Nervous systems are comprised of complex webs of synaptically interconnected neurons, which process sensory information and produce behaviors advantageous to an animal’s survival. In order to understand how neuronal circuits generate behaviors, a deep understanding of the brain’s architecture is required.

I am leading an effort to comprehensively reconstruct and analyze the brain of the Drosophila larva with synaptic resolution using electron microscopy. We have currently reconstructed all 2,500 differentiated neurons in the brain and mapped over 400,000 synaptic connections. Using graph theoretical techniques and spectral clustering, we have identified the primary functional units of the brain, including: seven sensory modalities and their respective processing centers, the memory and learning center, and brain output centers, which putatively generate behavior and modulate sensory input. We have also performed signal flow analyses to better understand how different sensory information flows through the brain and these neuron clusters.

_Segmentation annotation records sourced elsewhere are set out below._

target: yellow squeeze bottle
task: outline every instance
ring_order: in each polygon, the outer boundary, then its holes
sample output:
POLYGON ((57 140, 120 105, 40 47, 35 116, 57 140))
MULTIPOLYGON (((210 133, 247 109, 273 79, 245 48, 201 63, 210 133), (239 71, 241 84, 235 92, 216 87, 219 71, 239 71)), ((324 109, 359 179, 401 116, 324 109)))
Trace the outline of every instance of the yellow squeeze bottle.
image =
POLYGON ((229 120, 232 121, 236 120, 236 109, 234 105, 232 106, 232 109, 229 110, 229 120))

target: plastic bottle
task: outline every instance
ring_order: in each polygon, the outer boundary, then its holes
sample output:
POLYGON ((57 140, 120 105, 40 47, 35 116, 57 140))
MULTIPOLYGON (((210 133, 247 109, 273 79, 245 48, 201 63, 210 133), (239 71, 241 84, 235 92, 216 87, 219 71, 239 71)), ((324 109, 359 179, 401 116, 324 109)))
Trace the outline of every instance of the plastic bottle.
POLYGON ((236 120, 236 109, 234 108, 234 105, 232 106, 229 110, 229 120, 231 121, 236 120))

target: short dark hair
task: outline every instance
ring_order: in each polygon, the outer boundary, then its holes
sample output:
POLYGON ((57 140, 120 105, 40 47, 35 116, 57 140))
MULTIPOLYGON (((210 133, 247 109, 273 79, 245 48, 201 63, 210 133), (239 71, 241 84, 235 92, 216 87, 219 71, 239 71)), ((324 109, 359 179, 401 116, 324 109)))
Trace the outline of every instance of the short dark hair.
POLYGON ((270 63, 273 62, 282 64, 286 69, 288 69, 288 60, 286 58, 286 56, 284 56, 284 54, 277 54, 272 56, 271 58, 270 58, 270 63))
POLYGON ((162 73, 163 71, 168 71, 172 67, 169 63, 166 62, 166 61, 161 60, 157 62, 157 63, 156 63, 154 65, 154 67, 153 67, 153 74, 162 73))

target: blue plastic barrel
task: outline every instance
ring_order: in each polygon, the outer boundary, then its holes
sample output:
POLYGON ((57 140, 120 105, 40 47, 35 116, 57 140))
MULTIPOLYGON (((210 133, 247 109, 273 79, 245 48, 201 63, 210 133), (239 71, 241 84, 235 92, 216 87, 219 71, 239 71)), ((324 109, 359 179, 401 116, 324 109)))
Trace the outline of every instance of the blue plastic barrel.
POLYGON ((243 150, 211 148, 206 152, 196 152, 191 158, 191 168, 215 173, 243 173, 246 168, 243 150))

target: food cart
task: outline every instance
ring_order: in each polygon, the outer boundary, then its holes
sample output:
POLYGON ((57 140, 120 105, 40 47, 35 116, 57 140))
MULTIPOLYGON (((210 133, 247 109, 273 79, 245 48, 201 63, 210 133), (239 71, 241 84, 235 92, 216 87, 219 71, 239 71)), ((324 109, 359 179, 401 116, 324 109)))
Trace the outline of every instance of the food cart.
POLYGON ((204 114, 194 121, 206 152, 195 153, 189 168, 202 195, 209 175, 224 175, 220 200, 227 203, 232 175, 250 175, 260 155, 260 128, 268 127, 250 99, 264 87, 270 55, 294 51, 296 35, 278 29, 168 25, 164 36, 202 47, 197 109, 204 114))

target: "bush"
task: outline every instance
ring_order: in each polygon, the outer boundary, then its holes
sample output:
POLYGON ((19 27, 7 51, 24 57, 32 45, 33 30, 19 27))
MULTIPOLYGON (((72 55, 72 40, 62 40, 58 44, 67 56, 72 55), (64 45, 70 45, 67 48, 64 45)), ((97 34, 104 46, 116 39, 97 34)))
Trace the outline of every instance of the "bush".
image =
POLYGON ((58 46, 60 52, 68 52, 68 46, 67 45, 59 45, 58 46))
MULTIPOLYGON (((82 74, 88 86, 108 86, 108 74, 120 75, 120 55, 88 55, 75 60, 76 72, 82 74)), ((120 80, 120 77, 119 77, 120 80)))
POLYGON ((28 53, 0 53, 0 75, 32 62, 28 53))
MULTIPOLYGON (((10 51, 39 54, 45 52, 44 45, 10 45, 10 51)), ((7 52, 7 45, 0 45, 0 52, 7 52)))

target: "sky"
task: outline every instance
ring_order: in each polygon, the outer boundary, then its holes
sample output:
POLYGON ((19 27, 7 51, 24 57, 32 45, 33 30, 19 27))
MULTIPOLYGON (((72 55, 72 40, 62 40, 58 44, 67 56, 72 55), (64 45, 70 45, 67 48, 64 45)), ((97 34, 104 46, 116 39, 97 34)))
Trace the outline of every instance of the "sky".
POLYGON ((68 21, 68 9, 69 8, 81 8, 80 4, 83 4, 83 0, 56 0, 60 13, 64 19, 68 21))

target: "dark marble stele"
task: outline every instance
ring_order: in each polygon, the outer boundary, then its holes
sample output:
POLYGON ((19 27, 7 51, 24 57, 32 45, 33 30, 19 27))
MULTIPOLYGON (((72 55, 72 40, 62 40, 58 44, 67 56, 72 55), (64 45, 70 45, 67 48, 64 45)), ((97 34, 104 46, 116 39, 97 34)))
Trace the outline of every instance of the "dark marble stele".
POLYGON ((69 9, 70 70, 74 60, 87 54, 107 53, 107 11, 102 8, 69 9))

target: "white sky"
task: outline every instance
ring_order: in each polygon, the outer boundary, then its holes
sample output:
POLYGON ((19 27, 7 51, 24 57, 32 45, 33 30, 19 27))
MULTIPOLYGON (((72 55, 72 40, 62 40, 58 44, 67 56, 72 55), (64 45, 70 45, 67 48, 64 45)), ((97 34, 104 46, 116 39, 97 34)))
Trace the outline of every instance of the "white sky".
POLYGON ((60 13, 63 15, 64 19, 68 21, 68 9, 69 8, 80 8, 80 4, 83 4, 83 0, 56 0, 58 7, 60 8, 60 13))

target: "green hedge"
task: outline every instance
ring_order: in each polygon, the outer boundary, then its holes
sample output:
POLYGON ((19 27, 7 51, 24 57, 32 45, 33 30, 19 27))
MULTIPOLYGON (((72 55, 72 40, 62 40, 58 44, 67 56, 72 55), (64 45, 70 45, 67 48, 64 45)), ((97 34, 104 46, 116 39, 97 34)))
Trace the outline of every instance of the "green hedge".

Using this information, I will address the following questions:

1. How and where does multisensory integration occur?

2. How does this multisensory processing allow an animal to choose a single action and reject all other possible actions?

3. How are signals integrated across the two brain hemispheres and how is asymmetrical information interpreted by the animal?

Answering such questions will provide new conceptual understanding for circuit mechanisms in both invertebrates and vertebrates.